Since December I have toiled for months trying to write this piece. As I’m writing this now the only reason that it is getting done is because the world around us is paused due to the COVID-19 pandemic. It’s an important point in all of our lives. We’re sharing an experience that may be familiar to some, new to many, and scary to most. This moment in time is a chapter in our collective story as a human race. The future is uncertain as it always has been but more precarious for many of us who have yet to discover what this means for our lives and our work going forward. For someone like me, this chapter is an opportunity to reflect.
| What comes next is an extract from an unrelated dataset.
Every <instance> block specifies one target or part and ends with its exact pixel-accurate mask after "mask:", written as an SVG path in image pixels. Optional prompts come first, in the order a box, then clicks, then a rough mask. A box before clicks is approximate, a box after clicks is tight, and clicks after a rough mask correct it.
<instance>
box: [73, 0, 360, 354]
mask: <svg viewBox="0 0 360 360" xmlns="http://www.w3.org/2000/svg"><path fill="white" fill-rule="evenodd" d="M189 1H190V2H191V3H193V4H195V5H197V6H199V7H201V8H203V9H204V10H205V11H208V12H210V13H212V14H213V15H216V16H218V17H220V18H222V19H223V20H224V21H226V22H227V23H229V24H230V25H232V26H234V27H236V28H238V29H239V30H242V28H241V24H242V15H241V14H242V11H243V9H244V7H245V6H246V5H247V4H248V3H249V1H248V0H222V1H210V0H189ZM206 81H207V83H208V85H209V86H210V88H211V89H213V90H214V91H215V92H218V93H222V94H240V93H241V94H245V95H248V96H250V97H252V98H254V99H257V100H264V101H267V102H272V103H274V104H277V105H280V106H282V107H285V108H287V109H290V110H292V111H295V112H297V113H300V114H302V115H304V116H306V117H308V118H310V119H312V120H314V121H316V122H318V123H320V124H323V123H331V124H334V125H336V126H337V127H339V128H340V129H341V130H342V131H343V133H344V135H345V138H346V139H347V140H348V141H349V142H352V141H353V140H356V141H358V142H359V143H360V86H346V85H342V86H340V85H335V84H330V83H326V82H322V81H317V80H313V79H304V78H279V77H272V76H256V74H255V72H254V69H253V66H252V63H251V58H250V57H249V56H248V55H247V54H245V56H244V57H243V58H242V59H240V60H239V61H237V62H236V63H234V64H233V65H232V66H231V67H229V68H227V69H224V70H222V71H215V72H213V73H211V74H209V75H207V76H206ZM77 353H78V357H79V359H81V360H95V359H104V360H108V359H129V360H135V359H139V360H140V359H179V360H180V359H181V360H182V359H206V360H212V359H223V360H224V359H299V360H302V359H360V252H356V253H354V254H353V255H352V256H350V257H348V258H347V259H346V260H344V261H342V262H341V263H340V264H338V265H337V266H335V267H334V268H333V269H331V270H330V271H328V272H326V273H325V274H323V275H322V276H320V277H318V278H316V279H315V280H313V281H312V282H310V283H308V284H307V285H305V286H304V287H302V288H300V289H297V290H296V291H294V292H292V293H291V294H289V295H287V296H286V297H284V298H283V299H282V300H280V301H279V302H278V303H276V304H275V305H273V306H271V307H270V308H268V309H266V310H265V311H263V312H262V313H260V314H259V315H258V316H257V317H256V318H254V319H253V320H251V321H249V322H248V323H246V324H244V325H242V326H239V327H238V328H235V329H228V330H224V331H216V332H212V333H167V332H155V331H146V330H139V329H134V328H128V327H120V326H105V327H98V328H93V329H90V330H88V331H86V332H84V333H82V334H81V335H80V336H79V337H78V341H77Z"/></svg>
Having finally written down the words I have been feeling for quite some time now, I can feel a new chapter beginning yet again. Carolina, Jonathan, David and I have continued contact well past our December engagement. I’m looking forward to meeting back up with them sometime later this year (if and when this pandemic lets up) to check in on their progress and offer any help that I can. The success of The Sống Collective feels like a gift I’ve been preparing for my people since witnessing the travesty that is Miss Saigon. I hope this reflection serves as a reminder to others that you are the owner of your story and that of your people. There is power in simply telling that story. I hope to continue to tell our story for as long as I have a stage, real or imagined. This is for you Mom and Dad. This is the story I choose to tell.